Parece que quienes toman decisiones sobre el particular han olvidado su misión principal que es la de procurar el bienestar de una sociedad que les ha elegido como representantes y como gobernantes.
Se han olvidado que los salarios no suben año con año, y que las autoridades federales anuncian con bombo y platillo los ridículos dos o tres pesos que aumenta el llamado “salario mínimo”, pero por otro lado, nos restriegan los salarios de diputados, senadores, ministros y funcionarios de primer nivel, como si fuéramos dos naciones distintas: la de ellos y la de los que no tenemos derecho a una vida digna.
No podemos dejar de pagar nada porque inmediatamente nos ponen escollos, multas, y una serie de recursos que nada tienen que ver con la congruencia oficial.
Es, seguramente, el ambiente que encontrará Manlio Fabio Beltrones cuando visite la ciudad este fin de semana, para presidir la reunión del PRI estatal, y de paso, tenga una visión de los precandidatos que, en forma ilegal y extraoficial se encuentran en campaña –precampaña, le llaman ellos- desde hace varias semanas, ante la complacencia de la autoridad federal electoral, así como de un partido que nos ofrece justicia social, pero que avala el incumplimiento de la ley en sus prospectos a candidato.
No ha congruencia, definitivamente.
Y Beltrones seguramente escuchará la voz de sus militantes y las exposiciones de razones de cada uno de los aspirantes a candidato a gobernador: todos tienen una razón por la que piensan que deben ser elegidos, y todos tienen algo que puede interpretarse como una barrera para serlo.
Y en ese sentido, Beltrones viene a medir el pulso, lo que para muchos de los tamaulipecos y mexicanos en general es incongruente: ya es tiempo que este tipo de decisiones no tengan nada que ver con el visto bueno de Los pinos y su habitante principal, o con que sean o no amigos del presidente del CEN tricolor.
Los tamaulipecos quisiéramos como candidato y próximo gobernador a un tamaulipeco real, no de esos que se han ido a hacer carrera al Distrito Federal y se acuerdan de nosotros cuando hay oportunidad de hacer dinero a través de un cargo nuevo.
Los tamaulipecos buscamos un candidato que realmente se identifique con nosotros, y en ese sentido, la lista se reduce significativamente, porque pocos son los que merecen nuestra confianza.
Ya no queremos que Beltrones o alguien más arriba de el visto bueno a un golondrino, que solo sabe que existimos cuando hay campañas y posibilidad de gobernar. Queremos a alguien que se comprometa con la población de la entidad.
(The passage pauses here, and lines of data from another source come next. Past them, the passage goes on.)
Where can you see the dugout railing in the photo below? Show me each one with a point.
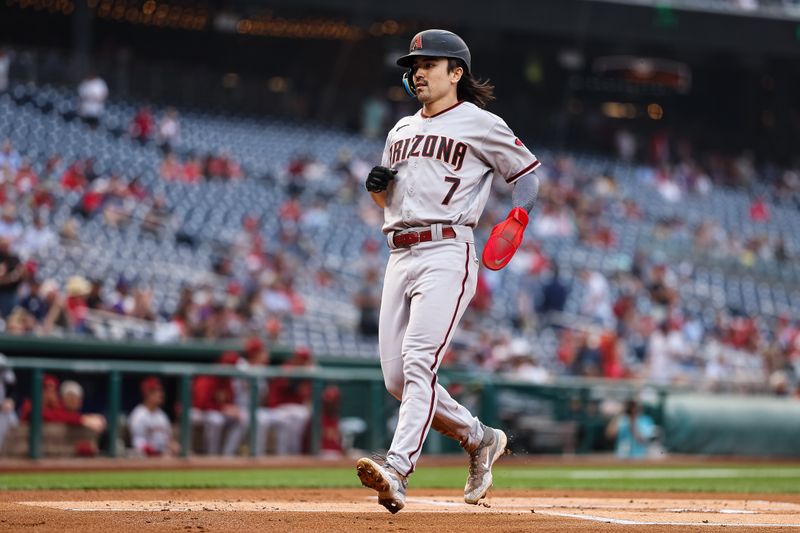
(573, 398)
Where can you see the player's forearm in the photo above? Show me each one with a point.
(379, 198)
(526, 190)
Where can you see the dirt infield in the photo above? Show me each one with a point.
(356, 510)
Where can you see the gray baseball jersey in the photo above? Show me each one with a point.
(445, 164)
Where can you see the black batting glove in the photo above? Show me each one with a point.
(379, 178)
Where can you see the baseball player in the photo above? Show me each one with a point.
(433, 183)
(150, 428)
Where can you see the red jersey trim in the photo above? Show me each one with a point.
(442, 111)
(529, 168)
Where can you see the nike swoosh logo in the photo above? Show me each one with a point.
(500, 261)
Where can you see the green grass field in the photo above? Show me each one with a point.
(738, 478)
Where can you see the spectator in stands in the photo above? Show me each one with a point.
(158, 219)
(142, 125)
(169, 130)
(54, 408)
(55, 317)
(26, 179)
(5, 66)
(94, 300)
(72, 400)
(331, 438)
(10, 228)
(149, 426)
(92, 93)
(75, 306)
(33, 302)
(256, 356)
(291, 400)
(214, 408)
(554, 296)
(8, 417)
(597, 298)
(74, 177)
(192, 171)
(10, 161)
(660, 366)
(632, 431)
(522, 364)
(37, 239)
(11, 272)
(142, 304)
(20, 322)
(171, 169)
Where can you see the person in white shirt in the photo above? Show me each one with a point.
(8, 417)
(5, 65)
(93, 93)
(169, 129)
(36, 239)
(149, 426)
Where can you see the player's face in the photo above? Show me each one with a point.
(432, 80)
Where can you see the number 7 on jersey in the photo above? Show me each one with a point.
(455, 183)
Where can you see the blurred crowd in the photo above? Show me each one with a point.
(630, 321)
(219, 412)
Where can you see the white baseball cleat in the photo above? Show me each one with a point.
(481, 459)
(390, 485)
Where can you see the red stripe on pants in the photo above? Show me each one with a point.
(436, 361)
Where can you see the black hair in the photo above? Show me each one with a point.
(470, 89)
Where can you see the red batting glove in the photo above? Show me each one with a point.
(505, 239)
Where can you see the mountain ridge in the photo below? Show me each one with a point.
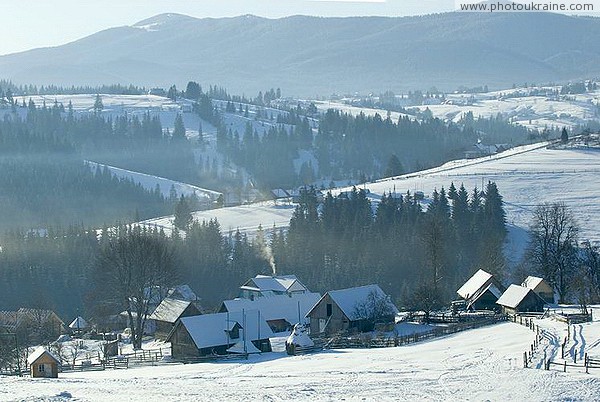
(321, 55)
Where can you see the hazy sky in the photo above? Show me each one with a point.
(28, 24)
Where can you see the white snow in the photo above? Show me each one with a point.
(78, 323)
(478, 365)
(513, 296)
(149, 182)
(210, 330)
(475, 283)
(350, 300)
(291, 308)
(526, 177)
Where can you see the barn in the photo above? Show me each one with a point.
(281, 312)
(219, 334)
(358, 309)
(481, 291)
(168, 312)
(518, 299)
(266, 286)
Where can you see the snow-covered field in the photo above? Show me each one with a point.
(526, 176)
(479, 365)
(150, 182)
(516, 105)
(246, 218)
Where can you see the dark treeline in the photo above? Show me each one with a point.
(356, 147)
(45, 181)
(59, 267)
(8, 89)
(400, 246)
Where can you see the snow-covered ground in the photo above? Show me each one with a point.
(526, 176)
(150, 182)
(481, 364)
(246, 218)
(520, 106)
(119, 105)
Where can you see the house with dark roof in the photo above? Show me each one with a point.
(281, 311)
(183, 292)
(357, 309)
(519, 299)
(541, 287)
(266, 286)
(168, 312)
(219, 334)
(481, 291)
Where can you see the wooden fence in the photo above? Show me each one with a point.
(541, 334)
(343, 342)
(137, 358)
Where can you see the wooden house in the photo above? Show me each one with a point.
(183, 292)
(78, 325)
(168, 312)
(266, 286)
(541, 287)
(219, 334)
(281, 312)
(519, 299)
(356, 309)
(481, 291)
(43, 364)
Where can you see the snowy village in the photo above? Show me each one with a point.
(299, 200)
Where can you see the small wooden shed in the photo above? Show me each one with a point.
(43, 364)
(518, 299)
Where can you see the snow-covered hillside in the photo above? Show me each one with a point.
(150, 182)
(526, 176)
(523, 106)
(481, 364)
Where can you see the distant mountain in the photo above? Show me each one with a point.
(309, 55)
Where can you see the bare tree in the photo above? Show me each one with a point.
(553, 246)
(426, 298)
(375, 308)
(130, 265)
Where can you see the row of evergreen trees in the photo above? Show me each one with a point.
(350, 147)
(402, 247)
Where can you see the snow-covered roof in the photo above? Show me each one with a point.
(513, 296)
(287, 307)
(78, 323)
(474, 284)
(182, 292)
(349, 299)
(239, 348)
(532, 282)
(169, 310)
(210, 330)
(38, 353)
(273, 283)
(299, 337)
(280, 193)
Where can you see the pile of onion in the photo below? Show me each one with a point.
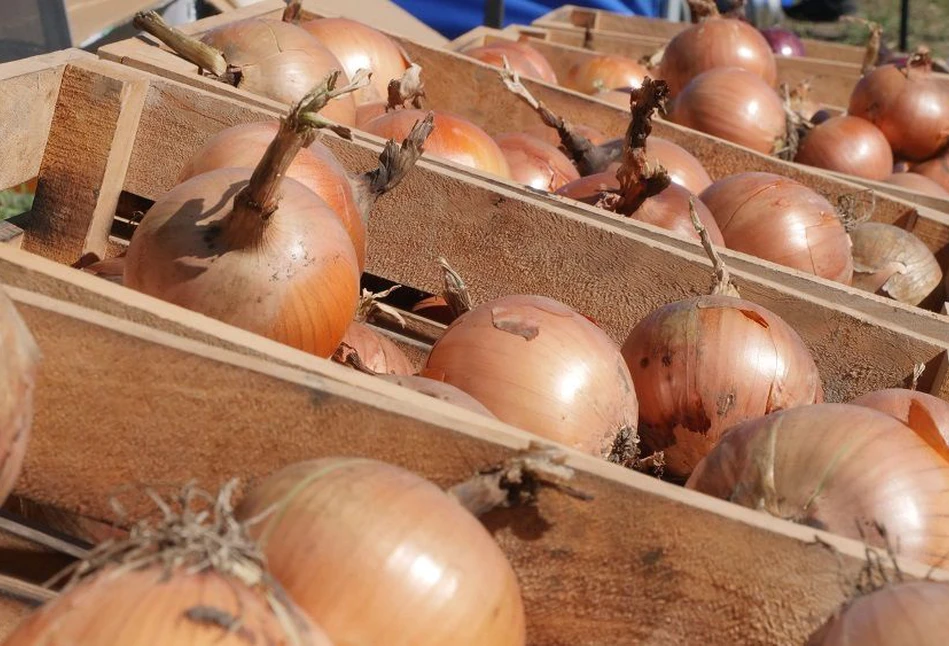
(837, 467)
(892, 261)
(777, 219)
(377, 555)
(716, 42)
(733, 104)
(19, 358)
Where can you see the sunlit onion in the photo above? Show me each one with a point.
(702, 365)
(892, 261)
(732, 104)
(340, 532)
(777, 219)
(539, 365)
(840, 468)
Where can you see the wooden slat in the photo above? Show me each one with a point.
(642, 562)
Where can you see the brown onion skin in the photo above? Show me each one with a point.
(538, 365)
(148, 607)
(309, 305)
(801, 229)
(912, 111)
(839, 468)
(377, 352)
(280, 61)
(850, 145)
(704, 364)
(359, 46)
(910, 612)
(345, 530)
(668, 210)
(605, 72)
(440, 390)
(19, 359)
(892, 261)
(536, 163)
(716, 43)
(732, 104)
(922, 412)
(454, 138)
(315, 167)
(918, 183)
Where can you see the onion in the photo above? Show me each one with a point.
(925, 414)
(454, 138)
(783, 42)
(849, 145)
(911, 612)
(358, 46)
(539, 365)
(19, 357)
(839, 468)
(778, 219)
(535, 162)
(892, 261)
(440, 390)
(377, 555)
(909, 106)
(605, 72)
(732, 104)
(704, 364)
(917, 183)
(716, 43)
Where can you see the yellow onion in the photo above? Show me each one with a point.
(777, 219)
(538, 365)
(732, 104)
(899, 614)
(19, 358)
(704, 364)
(925, 414)
(377, 555)
(839, 468)
(892, 261)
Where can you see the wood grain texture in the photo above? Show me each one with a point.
(643, 562)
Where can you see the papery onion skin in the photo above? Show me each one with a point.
(440, 390)
(716, 43)
(894, 262)
(536, 163)
(733, 104)
(315, 167)
(668, 210)
(538, 365)
(300, 286)
(605, 72)
(777, 219)
(376, 351)
(343, 530)
(922, 412)
(150, 606)
(19, 359)
(704, 364)
(847, 144)
(912, 112)
(839, 468)
(358, 46)
(280, 61)
(454, 138)
(910, 612)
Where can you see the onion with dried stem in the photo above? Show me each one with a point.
(837, 467)
(891, 261)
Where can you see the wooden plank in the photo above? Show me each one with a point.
(642, 562)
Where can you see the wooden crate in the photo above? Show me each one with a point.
(136, 391)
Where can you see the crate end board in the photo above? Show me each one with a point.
(641, 560)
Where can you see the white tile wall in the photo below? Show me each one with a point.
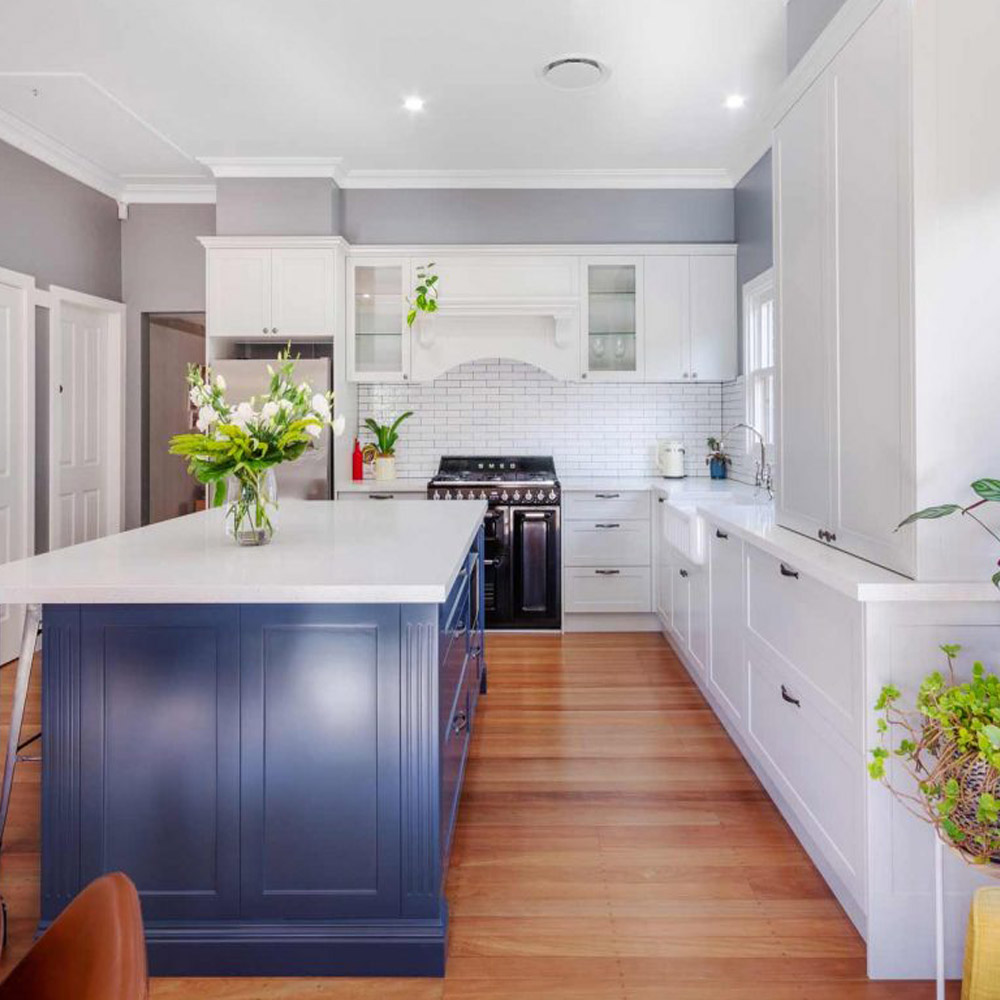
(503, 407)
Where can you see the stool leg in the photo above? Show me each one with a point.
(29, 638)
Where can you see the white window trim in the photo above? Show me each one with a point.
(754, 291)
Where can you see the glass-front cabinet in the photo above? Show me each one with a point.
(612, 346)
(378, 339)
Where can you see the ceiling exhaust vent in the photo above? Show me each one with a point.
(575, 72)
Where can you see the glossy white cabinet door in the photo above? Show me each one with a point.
(668, 318)
(728, 675)
(872, 483)
(302, 293)
(801, 155)
(713, 319)
(239, 292)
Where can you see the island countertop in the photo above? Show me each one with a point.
(322, 553)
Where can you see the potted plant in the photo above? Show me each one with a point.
(382, 454)
(716, 460)
(237, 447)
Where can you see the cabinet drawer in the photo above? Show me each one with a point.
(819, 774)
(607, 589)
(606, 543)
(606, 505)
(814, 628)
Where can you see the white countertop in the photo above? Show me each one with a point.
(323, 552)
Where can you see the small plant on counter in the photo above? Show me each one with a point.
(716, 460)
(382, 454)
(424, 295)
(237, 447)
(988, 491)
(949, 749)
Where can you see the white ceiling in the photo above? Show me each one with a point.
(140, 92)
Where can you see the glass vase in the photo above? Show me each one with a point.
(251, 500)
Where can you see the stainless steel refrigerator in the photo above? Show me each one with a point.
(309, 477)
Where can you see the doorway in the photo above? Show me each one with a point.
(170, 343)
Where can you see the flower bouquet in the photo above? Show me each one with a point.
(237, 447)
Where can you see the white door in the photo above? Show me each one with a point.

Hartos estamos de esos vividores de la política que ahora salieron con que están muy preocupados por nuestro bienestar y hacen reuniones que ni ellos mismos se las creen, porque sus aparatos de difusión no han podido manejar algo adecuado que no suene a demagógicos momentos electoreros.
Quisiéramos que en Tamaulipas se elija a un tamaulipeco congruente con nuestras necesidades y posición, y sobre el tema, si se logra sacudir la estorbosa influencia del D. F. y sus “iluminados”, realmente tenemos a una sola persona que pudiera lograr una buena candidatura, congruente, lógica, creíble, pues.
Ya es hora que entiendan que con sus posturas populistas no nos convencen, o al menos, no a nosotros, y que estamos cansados de esa política barata.
No ofendan nuestra inteligencia popular, por favor, ¡no más!